When Rios was deciding on a historic woman to feature on currency in 2015, she found those who shaped American history were under-told, and was compelled to share those stories. “I wanted it to be about the hundreds of women who may have been overlooked in our history,” Rios says. “Of the almost 250 historic American women that we identified, I would say there was probably a good half of them that were news to a lot of people.”
Show Them That There’s More Than One Type of Heroine
All too often, women’s history focuses on familiar figures. No disrespect Susan B. Anthony, but there are a lot of ladies not getting their due. By creating the YouTube playlist, Rios strove for a mix of women in different fields and historical eras. “It’s not just about first ladies,” Rios said. “It is about women of accomplishments. Whether they were writers, whether they were activists, whether they were suffrage activists.”
One historical figure Rios found particularly resonated with girls was Admiral Grace Hopper, whose work was instrumental in the development of the computer programming language COBOL (she alsoperformed history’s most literal hardware debugging when she pulled a moth from a naval computer). “She’s a really, really good example of someone who overcame a lot of different challenges and really, really shined,” Rios says.

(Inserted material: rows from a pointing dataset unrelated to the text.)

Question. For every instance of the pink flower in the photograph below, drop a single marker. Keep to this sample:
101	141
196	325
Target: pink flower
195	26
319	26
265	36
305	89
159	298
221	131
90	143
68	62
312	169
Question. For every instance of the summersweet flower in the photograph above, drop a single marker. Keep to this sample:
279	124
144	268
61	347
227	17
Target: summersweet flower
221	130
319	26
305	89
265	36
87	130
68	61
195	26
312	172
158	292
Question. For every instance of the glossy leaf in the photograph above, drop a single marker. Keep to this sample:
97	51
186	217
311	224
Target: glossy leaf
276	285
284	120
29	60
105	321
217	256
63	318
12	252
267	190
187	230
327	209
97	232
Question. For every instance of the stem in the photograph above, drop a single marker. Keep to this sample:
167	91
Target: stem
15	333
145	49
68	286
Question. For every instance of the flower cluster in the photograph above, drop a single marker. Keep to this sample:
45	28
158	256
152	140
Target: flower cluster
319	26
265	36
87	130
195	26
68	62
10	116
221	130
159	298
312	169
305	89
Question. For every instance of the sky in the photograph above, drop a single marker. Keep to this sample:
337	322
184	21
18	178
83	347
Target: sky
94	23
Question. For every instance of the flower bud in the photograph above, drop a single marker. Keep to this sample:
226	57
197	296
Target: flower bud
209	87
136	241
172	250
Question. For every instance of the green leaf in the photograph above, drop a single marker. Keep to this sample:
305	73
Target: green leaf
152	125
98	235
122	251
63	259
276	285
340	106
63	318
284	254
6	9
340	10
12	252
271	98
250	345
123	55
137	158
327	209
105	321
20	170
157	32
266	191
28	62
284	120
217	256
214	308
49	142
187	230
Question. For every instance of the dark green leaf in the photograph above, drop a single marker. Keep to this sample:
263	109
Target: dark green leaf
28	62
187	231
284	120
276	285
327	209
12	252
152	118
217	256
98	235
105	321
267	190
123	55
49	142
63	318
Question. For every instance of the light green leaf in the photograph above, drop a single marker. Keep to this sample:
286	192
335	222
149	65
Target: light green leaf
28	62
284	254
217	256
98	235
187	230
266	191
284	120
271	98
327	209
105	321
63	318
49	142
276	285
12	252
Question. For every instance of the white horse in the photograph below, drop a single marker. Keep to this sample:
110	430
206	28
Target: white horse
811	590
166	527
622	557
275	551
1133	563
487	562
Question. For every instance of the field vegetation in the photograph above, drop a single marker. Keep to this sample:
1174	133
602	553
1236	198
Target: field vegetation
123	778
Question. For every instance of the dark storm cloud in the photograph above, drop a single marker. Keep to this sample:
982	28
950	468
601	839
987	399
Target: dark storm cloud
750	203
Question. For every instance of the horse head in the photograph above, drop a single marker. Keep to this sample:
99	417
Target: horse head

Show Them How To Never Back Down
The status of the Harriet Tubman $20 is murky at this moment. While an agreement to print the bill was reached in 2016 under the Obama administration, President Trump has expressed reluctance about replacing Andrew Jackson, a president he admires. Nonetheless, Rios is optimistic about the note’s future in this historic moment for American women. “We’re counting up to the hundredth anniversary of the 19th Amendment granting women the right to vote in 2020,” Rios says. “In 3 and a half years, it’s now just catching up in terms of what our history actually means for us. More than anything, this isn’t just about what’s right. It’s something more than that.” Such perseverance proves to little girls that anything is possible.